GOP still has questions
Republicans — who control the state Senate — pushed back on Inslee’s proposals on teacher pay and mental-health funding.
Aside from opposition to raising revenue, Senate Majority Leader Mark Schoesler of Ritzville on Tuesday questioned whether the state could recruit new teachers even with a salary increase.
“Even if we did have the money [teachers] may not be readily available,” Schoesler said.
GOP lawmakers Tuesday also questioned spending more money on the state’s mental-health programs before determining how to successfully expand the system.
Lawmakers this year appear to have little appetite to stay past the 60-day session. Last year, legislators endured three overtime sessions, and a stalemate over the state’s 2015-17 operating budget and other issues didn’t end until July.
Their work produced a $16 billion statewide transportation package and substantial increases in education funding, including raises for K-12 school employees and state workers. The budget agreement also cut college tuition and poured new money into the mental-health system, which endured cuts during the recession.
Along with his proposed 2016 supplemental budget, the governor this past month announced his plan to raise the state’s minimum annual salary for teachers to $40,000.
That would boost pay for beginning teachers by $4,300 per year over what is already budgeted for the 2016-17 school year, according to budget documents.
The governor’s proposed supplemental budget would draw $178 million from reserves to pay wildfire costs from this past summer.
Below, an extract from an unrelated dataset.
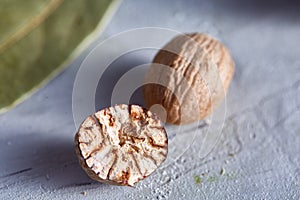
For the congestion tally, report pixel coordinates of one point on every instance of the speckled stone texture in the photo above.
(258, 148)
The budget also would boost funding for the state’s wildfire-fighting capabilities.
Inslee’s speech Tuesday made quick reference to the Department of Corrections sentencing-error scandal.
Those responsible for the problem — which allowed the mistaken early release of up to 3,200 prisoners since 2002 — will be held accountable, the governor said. With a nod to the fact that some Department of Corrections Inslee staff knew of the problem in 2012, Inslee on Tuesday appealed directly to state workers to speak up about problems in their agencies.